Your code could be simplified with the use of worksheet.add_write_handler()
to detect the list and call worksheet.write_rich_string()
automatically from worksheet.write without having to manually check the type. You'd think
worksheet.add_write_handler(list, xlsxwriter.worksheet.Worksheet.write_rich_string)
should work but doesn't because of some issue with the varargs for that method getting mangled (the last arg is optional styling for the whole cell). So instead the following does work
worksheet.add_write_handler(list, lambda worksheet, row, col, args: worksheet._write_rich_string(row, col, *args))
Unfortunately, this approach isn't easily compatible with pd.to_excel
because it has to be set on the worksheet before the data is written and because ExcelWriter serializes lists and dicts to strings before writing (there is a note in the documentation that says this is to be compatible with CSV writers).

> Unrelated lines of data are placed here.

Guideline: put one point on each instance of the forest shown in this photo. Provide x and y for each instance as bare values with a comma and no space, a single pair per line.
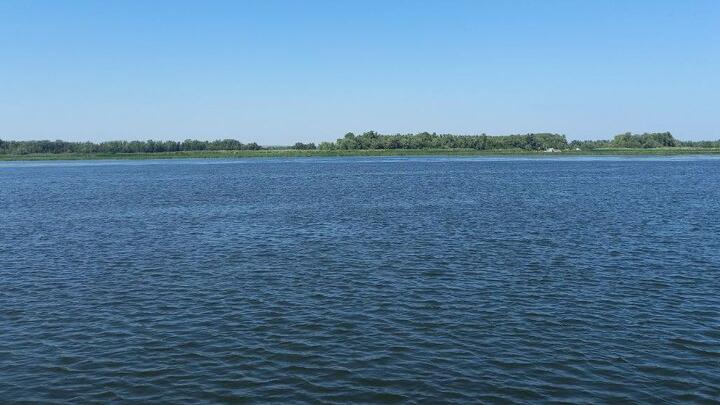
367,141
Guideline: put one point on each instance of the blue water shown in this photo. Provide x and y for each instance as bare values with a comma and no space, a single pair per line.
378,280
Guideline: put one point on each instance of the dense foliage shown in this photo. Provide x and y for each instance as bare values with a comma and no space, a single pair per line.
27,147
366,141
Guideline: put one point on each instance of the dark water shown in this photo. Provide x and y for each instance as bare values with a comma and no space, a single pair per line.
361,280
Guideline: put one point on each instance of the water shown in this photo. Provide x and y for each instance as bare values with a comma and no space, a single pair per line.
361,280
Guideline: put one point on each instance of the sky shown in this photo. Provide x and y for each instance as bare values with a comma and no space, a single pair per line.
276,72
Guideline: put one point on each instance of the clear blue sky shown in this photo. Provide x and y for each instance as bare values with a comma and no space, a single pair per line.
282,71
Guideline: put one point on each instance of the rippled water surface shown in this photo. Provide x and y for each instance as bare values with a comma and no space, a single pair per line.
361,280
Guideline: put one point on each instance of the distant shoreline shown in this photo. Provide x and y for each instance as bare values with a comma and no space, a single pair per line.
359,152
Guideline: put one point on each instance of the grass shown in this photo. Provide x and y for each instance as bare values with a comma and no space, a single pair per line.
378,152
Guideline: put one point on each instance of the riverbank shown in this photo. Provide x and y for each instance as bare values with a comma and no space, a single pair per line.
361,152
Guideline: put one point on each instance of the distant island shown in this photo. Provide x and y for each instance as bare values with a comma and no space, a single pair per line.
367,144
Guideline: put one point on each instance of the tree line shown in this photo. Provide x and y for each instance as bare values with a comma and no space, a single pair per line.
367,140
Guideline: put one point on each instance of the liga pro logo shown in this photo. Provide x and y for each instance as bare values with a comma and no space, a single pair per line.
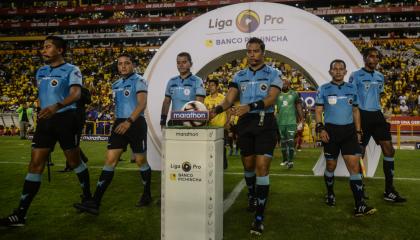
247,21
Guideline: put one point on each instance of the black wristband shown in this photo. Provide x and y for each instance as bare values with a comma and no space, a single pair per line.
60,105
259,105
218,109
130,120
163,119
319,127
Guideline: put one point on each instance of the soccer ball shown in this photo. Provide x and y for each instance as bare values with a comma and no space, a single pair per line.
194,106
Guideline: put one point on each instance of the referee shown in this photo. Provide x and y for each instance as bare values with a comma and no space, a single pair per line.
257,87
59,85
369,84
130,96
342,132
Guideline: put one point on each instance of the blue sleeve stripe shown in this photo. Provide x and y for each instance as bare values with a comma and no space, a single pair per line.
275,87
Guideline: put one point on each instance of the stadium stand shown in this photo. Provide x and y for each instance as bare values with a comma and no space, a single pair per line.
22,32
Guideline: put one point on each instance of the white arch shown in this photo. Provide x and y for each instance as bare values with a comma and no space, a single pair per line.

Subclassing pd.io.excel._xlsxwriter._XlsxWriter
can work:
import xlsxwriter, pandas as pd
class RichExcelWriter(pd.io.excel._xlsxwriter._XlsxWriter):
def __init__(self, *args, **kwargs):
super(RichExcelWriter, self).__init__(*args, **kwargs)
def _value_with_fmt(self, val):
if type(val) == list:
return val, None
return super(RichExcelWriter, self)._value_with_fmt(val)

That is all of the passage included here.